When I started out in publishing I’d never once heard the market divided up into the two very specific categories of Christian and Secular. Genres, yes, but not Christian or Secular.
I’ve been involved with publishing for nearly seven years now. My work has appealed to a market I never knew existed as well as my target audience of general market readers. I can honestly say that after seven years I now “get” the distinction. Hopefully you’ll “get” it too, once I’m done with my guest column here at Speculative Faith.
As with any writer, those things that shaped me as an individual show up in all my stories. That’s the defining difference from novel to novel in my opinion. You get a grand story and a glimpse at the person writing those stories.
My debut novel Never Ceese was very much a personification of some things I know a lot about. My granddaddy was an ordained Southern Baptist minister. He ordained my brother. I grew up Baptist and knew everything about “being” Baptist. Ergo, my vampire and werewolf are the offspring of a Baptist missionary.
Writing what you know about. That makes the job easier. Not so much research to get things right so you can concentrate on the story.
Straight away and especially after Never Ceese made the Bram Stoker Preliminary Ballot in 2007 for Superior Achievement in a First Novel, I began to hear from readers who favored work put out by Christian publishers. Even Eric Wilson, best-selling author of Fireproof, and published by the number one Christian publisher Thomas Nelson, left a favorable review of Never Ceese on Amazon. (The review mysteriously disappeared sometime last year, but has been re-posted with all my other reviews of Never Ceese on my website at SueDent.net.)

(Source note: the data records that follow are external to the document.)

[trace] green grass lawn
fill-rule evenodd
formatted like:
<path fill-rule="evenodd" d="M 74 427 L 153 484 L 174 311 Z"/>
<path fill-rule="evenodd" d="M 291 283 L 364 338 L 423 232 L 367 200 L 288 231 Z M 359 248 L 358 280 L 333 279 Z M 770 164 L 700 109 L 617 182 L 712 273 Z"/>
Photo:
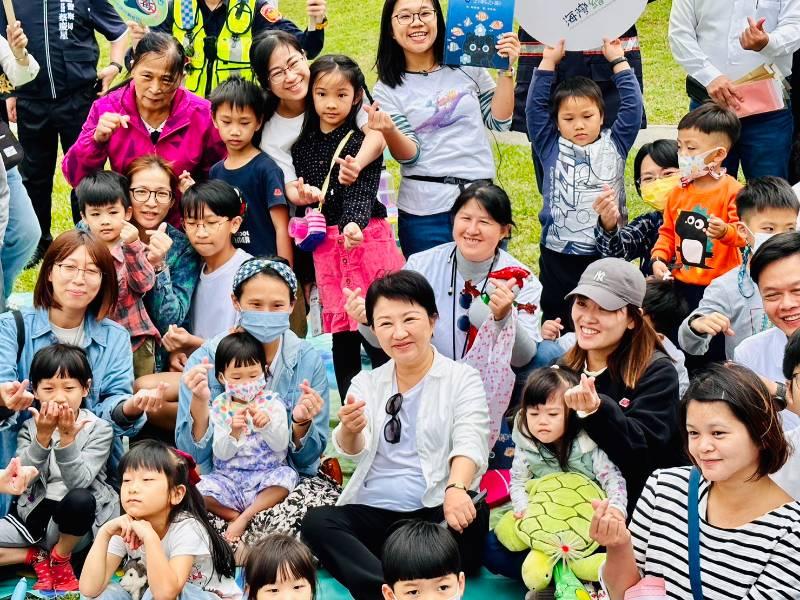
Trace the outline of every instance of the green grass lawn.
<path fill-rule="evenodd" d="M 280 6 L 283 14 L 301 27 L 306 22 L 305 0 L 282 0 Z M 382 0 L 328 0 L 330 25 L 325 31 L 325 52 L 353 57 L 364 69 L 370 85 L 375 82 L 373 64 L 382 6 Z M 639 20 L 644 57 L 645 106 L 651 124 L 677 123 L 687 104 L 683 72 L 673 60 L 667 44 L 670 6 L 669 0 L 657 0 L 648 5 Z M 101 64 L 105 64 L 106 57 L 107 50 L 104 48 Z M 529 266 L 536 267 L 540 233 L 537 213 L 542 199 L 536 190 L 530 149 L 497 144 L 495 158 L 499 165 L 498 183 L 506 189 L 514 204 L 517 229 L 511 241 L 511 251 Z M 632 159 L 633 156 L 628 160 L 629 169 Z M 397 165 L 391 167 L 397 174 Z M 628 174 L 628 212 L 635 216 L 642 212 L 643 204 L 633 189 L 630 171 Z M 53 191 L 53 233 L 58 234 L 71 226 L 69 187 L 59 169 Z M 15 289 L 32 290 L 35 277 L 35 270 L 26 271 L 17 281 Z"/>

Never Ceese was even allowed to tour at CFBA (Christian Fiction Blog Alliance) in spite of it not being published by a sanctioned CBA publisher. It was shortly after this when I learned first hand about Christian publisher’s “highly” targeted audience. When I went back to CFBA with the sequel to my debut novel, Forever Richard, to tour, my new Christian publisher (not sanctioned by CBA) and I were told “no.” Only CBA-sanctioned books would be allowed to tour from now on or at least books that were openly “evangelical” in nature.
After my publisher and I heard this, we actually felt silly for asking to tour. If we’d known the tour was for that “niche” market only, we would’ve never asked. The same thing happened when my publisher at the time approached the CSFF (Christian Science Fiction and Fantasy) blog tour. And no debate was welcome. We weren’t sanctioned so there was no guarantee the work would appeal to that “target” audience they’d set themselves up to serve.
Now back to the original theme: Christian verses Secular, and Sue Dent’s novels.
I don’t write for the “niche” market that chooses to use these two labels to define the publishing industry. I did tour CFBA with great success but that was by accident, apparently. No non-sanctioned work is welcome there any more, to the best of my knowledge.
I was also once a member of the American Christian Fiction Writers, the ACFW, until I realized their only purpose is to help aspiring writers find a home with a “sanctioned” or “evangelical” publisher who will completely re-write any manuscript until it fits what they’ve determined their “target” audience will buy. And I often jump right in on Christian publishing forums to help bring understanding to writers who ask questions of me in relation to my experiences in the publishing industry, an effort that is about as productive as using a tablespoon to fill a pool with water — with the drain open. That would almost classify as counterproductive, so I know longer make that offer.
So Secular or Christian?
Neither and both depending on your definition.
A random website did vote Never Ceese as the #1 Christian Horror Novel. Ironically, most of the other authors on the list were CBA-sanctioned authors such as Ted Dekker and Frank Peretti. Just don’t look for Never Ceese in Christian Bookstores because it’s not put out by a publisher sanctioned to appeal to Christian bookstore visitors. Forever Richard was long-listed for British Fantasy Award in 2009 and Electric Angel got high marks from the BFS as well. “Simply Brilliant,” was the initial review scrapped for being too short.
All in all though, a writer needs distribution, and the only way to successfully get sales is to have a publisher with that kick-tail distribution already. The larger Christian publishers, much like the larger general market publishers, do have this.
So if preach-to-the-choir fiction is what you want to write, you go right ahead and connect with one of those fine publishers. I write to be read by as many folks as I can appeal to. Niche markets are not the way to go for that, but I already knew that. I just didn’t know that Christian publishing was a niche market until I landed in the middle of it.
I really don’t mind if a reader chooses to call my work Christian Fiction based on their opinion. But if you’re inclined to do so, and you’ve read this column, I would love for you to add, “but not that kind of Christian Fiction.” Believe it or not, it does help readers understand.